Kimura,S.et al.: "Improvement of germ line transmission by targeting b-galactosidase to nuclei in transgeic mice" Develop.Growth Differ.36. 521-527 (1994)

Kimura,S.et al.：“通过将 β-半乳糖苷酶靶向转基因小鼠的细胞核来改善种系传播”Develop.Growth Differ.36。

山村研一: "マウスからみた分子医学 遺伝子導入と標的組換え" 南江堂, 151 (1993)

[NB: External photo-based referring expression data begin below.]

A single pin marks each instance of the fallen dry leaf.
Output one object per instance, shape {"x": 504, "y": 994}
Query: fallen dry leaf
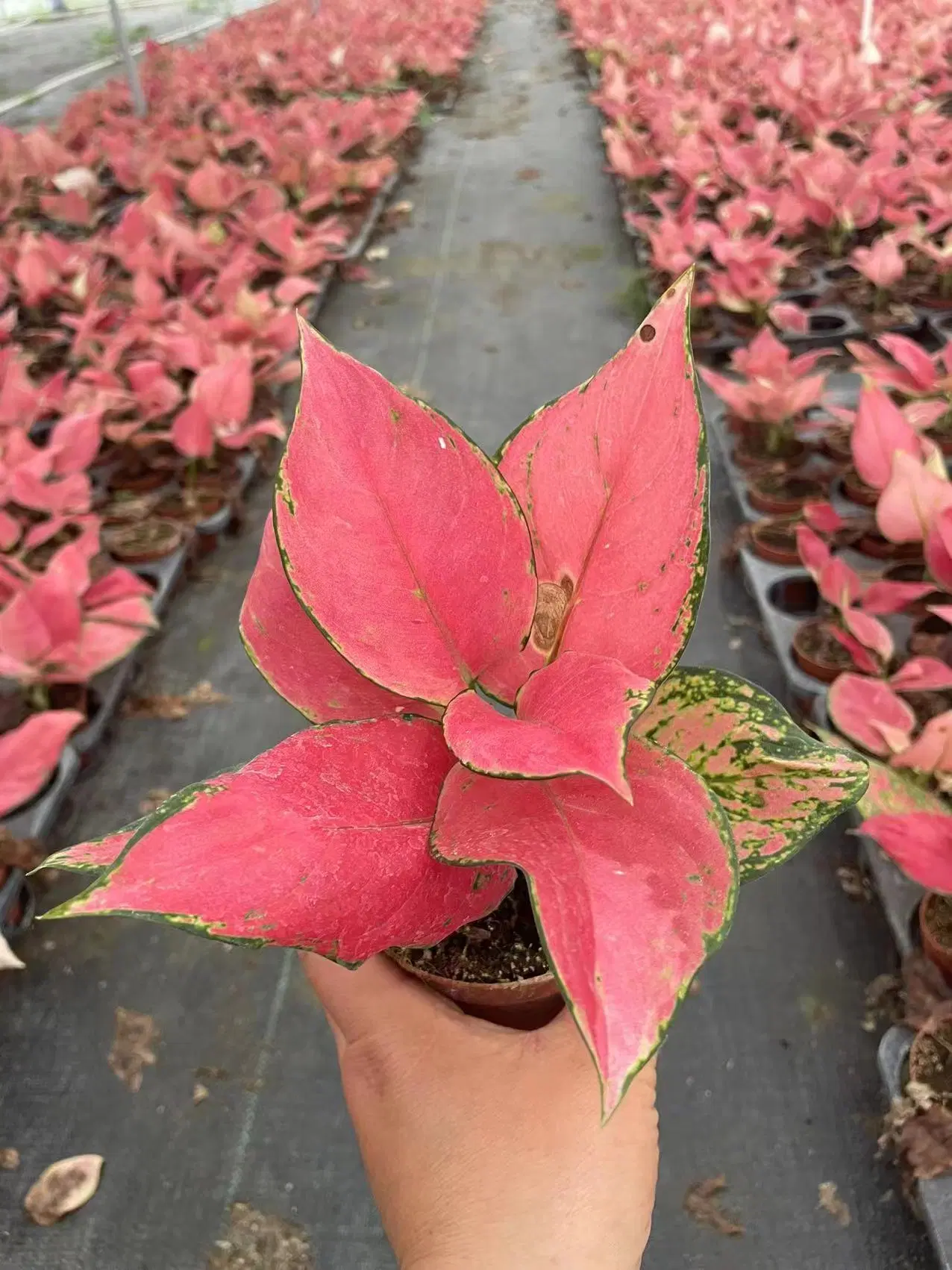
{"x": 132, "y": 1047}
{"x": 154, "y": 799}
{"x": 834, "y": 1206}
{"x": 702, "y": 1204}
{"x": 854, "y": 883}
{"x": 63, "y": 1188}
{"x": 259, "y": 1241}
{"x": 173, "y": 705}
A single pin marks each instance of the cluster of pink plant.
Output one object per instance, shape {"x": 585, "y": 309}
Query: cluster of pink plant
{"x": 767, "y": 137}
{"x": 148, "y": 276}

Kenichi Yamamura：“从小鼠角度看分子医学：基因转移和靶向重组” Nankodo，151 (1993)

Toyonaga T.et al.: "Chronic active hepatitis in transgenic mice expressing interferon-γ in the liver" Proc.Natl.Acad.Sci.USA.91. 614-618 (1994)

Toyonaga T.等人：“肝脏中表达干扰素-γ的转基因小鼠中的慢性活动性肝炎”Proc.Natl.Acad.Sci.USA.91 (1994)。

Rothstein, J.L., Solter, D. et al.: "Gene expression during preimplantation mouse development." Genes Dev.6. 1190-1201 (1992)

Rothstein, J.L.、Solter, D. 等人：“植入前小鼠发育过程中的基因表达。”

Mantani,A.et al.: "A novel isoform of the neurofibromatosis type-1 mRNA and a switch of isoforms during murine cell differentiation and proliferation" Gene. 148. 245-251 (1994)

Mantani,A.等人：“神经纤维瘤病 1 型 mRNA 的一种新亚型以及小鼠细胞分化和增殖过程中亚型的转换”基因。